SB 25 – Nursing Education Investments
SB 25 sought to rapidly increase the number of nursing graduates by targeting bottlenecks in
the education pipeline and directing funds to alleviate those bottlenecks.This bill was a top
priority due to the significant nursing shortage in Texas. It creates a new scholarship program
for nursing students (funded at $25M), expands the Nursing Faculty Loan Repayment
Assistance Program (NFLRP) to include part-time faculty, grants the Texas Higher Education
Coordinating Board the authority to increase the award amount via rulemaking, and extends the
Nursing Innovation Grant Program (NIGP) to 2027. This bill is also supported by funding for the
Professional Nursing Shortage Reduction Program (NSRP).

SB 29 - Prohibits Vaccine Mandates
Prohibits the possibility of certain local governments from implementing COVID-19 policies like
mask mandates, vaccine mandates, and mandates to close businesses or schools.

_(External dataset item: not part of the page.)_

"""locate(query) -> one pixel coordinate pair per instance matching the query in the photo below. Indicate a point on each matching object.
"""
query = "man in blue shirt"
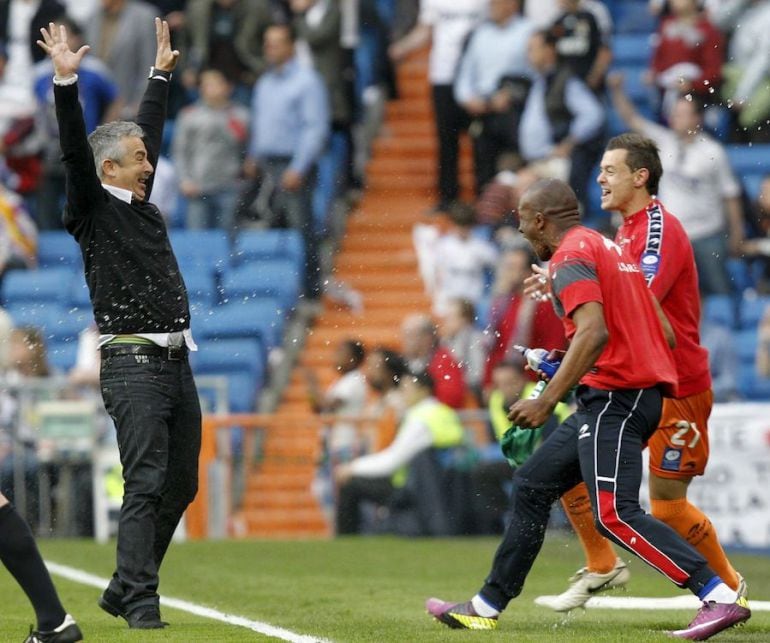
(289, 130)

SB 240 - Workplace Violence Prevention
This bill would require facilities to create a workplace violence prevention committee to develop
a workplace violence prevention plan, policies, and reporting and response services. SB 240
establishes a comprehensive, statewide approach to preventing workplace violence against
healthcare workers. It is the product of years of advocacy and received bipartisan support
throughout the legislative process. It was one of the first bills sent to the Governor’s desk this
session. When responding to incidents of workplace violence, a facility must offer immediate
post-incident services, including any necessary acute medical treatment for each health care
provider or employee of the facility who was directly involved in the incident. This law is further
complemented by the Workplace Violence Prevention Grant Program, which helps fund
innovative approaches to preventing workplace violence, and law enforcement agencies
throughout the state who can enforce laws against assaulting health care workers.

SB 485 and SB 739

These bills designate the second Saturday in October as Hospice and Palliative Care Day, and designate October 10 as Supportive Palliative Care Awareness Day. We are grateful to Sen. Nathan Johnson for the recognition and celebration of the industry, and appreciate his advocacy as a champion for hospice. Unfortunately, SB 485 was vetoed by Gov. Abbott on June 16, 2023, however, we will continue to work with Sen. Johnson to raise awareness for hospice services and providers.